Why jazz vocalises use syllables (and classical ones don't)

Open Vaccai’s Practical Method of Italian Singing and you will find the exercises printed with no syllables — just notes, sung on a pure vowel of the singer’s choosing (typically ah or ee). Classical vocalises across the bel canto tradition (Vaccai, Concone, Sieber, Lütgen, Marchesi) all share this convention: the voice produces a sustained, vowel-only line, and the consonants are stripped out so the voice can focus on tone, breath, and pitch.

Open Bob Stoloff’s Scat! Vocal Improvisation Techniques and the convention reverses. Every exercise comes with specific syllables: doo, bah, dah, bee, dwee, dn, du-du-da. Different syllables for different rhythmic contexts. Different syllables for ascending vs descending lines. Different syllables for swing eighths vs straight eighths. The consonants are not optional — they are part of the exercise ^[1].

This is not a stylistic preference. The two traditions are doing different things with vocal production, and the difference encodes a deep claim about what singing is for.
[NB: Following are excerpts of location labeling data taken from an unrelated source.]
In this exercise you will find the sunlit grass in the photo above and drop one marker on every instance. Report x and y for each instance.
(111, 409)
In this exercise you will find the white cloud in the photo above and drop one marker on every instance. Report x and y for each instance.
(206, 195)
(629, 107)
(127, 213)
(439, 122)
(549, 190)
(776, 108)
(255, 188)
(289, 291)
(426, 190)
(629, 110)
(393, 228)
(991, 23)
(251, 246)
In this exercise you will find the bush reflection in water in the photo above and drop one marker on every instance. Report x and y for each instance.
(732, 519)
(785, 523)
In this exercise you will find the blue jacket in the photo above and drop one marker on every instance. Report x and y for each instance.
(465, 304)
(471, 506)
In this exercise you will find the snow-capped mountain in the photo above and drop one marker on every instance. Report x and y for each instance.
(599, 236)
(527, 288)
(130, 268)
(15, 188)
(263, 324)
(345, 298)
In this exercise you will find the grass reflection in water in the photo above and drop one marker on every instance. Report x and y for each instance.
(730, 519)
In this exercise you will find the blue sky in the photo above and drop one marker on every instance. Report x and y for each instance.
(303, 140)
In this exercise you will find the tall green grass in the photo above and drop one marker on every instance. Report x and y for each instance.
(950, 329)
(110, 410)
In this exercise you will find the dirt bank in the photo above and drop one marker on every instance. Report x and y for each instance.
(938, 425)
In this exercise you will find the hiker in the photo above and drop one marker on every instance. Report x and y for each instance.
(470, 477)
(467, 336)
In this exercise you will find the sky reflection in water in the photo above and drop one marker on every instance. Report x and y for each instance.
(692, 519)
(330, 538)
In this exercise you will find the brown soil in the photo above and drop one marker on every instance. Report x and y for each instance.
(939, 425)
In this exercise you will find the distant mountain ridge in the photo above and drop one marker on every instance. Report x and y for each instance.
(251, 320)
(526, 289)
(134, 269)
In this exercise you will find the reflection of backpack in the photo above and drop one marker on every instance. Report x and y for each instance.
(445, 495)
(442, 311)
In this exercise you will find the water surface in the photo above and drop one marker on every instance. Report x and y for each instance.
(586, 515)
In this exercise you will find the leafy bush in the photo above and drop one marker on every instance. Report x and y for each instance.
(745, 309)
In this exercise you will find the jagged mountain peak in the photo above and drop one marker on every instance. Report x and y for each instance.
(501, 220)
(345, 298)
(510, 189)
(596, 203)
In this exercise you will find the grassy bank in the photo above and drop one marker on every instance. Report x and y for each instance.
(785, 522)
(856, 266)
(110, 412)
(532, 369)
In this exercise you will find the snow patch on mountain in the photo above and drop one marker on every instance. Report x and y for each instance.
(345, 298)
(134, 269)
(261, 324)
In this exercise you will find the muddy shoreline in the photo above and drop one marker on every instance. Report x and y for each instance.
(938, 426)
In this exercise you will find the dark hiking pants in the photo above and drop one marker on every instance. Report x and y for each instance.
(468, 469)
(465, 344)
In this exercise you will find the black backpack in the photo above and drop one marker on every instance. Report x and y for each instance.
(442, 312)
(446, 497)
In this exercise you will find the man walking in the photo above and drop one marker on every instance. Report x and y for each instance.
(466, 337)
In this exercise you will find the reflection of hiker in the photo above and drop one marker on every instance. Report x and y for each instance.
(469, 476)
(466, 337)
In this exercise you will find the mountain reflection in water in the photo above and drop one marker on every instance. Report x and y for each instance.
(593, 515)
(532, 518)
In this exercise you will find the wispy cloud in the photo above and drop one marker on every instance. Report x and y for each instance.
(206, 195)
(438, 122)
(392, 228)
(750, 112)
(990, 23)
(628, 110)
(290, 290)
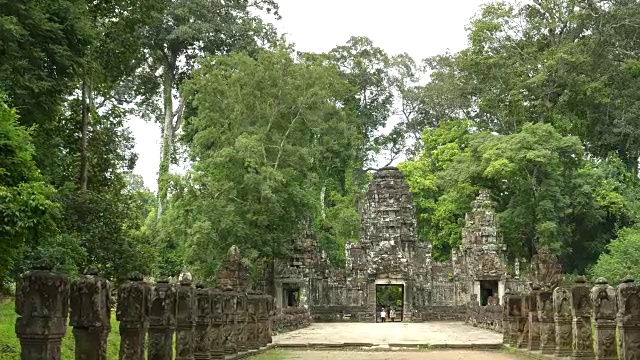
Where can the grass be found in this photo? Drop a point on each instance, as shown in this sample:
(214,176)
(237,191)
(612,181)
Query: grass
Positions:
(275,354)
(10,345)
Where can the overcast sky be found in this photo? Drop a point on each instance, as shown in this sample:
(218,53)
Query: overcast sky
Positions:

This post lays out the claim and what it implies for ear-training app design.

The classical claim: voice as pitched instrument

The classical bel canto tradition treats the voice as primarily a pitched instrument. The pedagogical goal is the production of a sustained, even, beautiful tone across the singer’s range — and consonants are an obstacle to this. A consonant interrupts the airflow, breaks the legato, and momentarily dis-tunes the pitch. Strip the consonants out and you can focus entirely on what the bel canto tradition cares about most: the quality of the sustained sung pitch.

This is consistent with what classical vocalises are for: training the muscular and acoustic mechanisms of pitch production, register transition, breath support, and dynamics. The exercises are pure-pitch drills with the rhythmic dimension simplified to “long, even notes” and the consonant dimension eliminated entirely.

The jazz claim: voice as rhythmic instrument

The jazz scat tradition treats the voice as primarily a rhythmic instrument that happens to also be pitched. The pedagogical goal is the production of articulated, swinging, rhythmically-precise lines — and the consonants are exactly how the rhythm gets articulated ^[2].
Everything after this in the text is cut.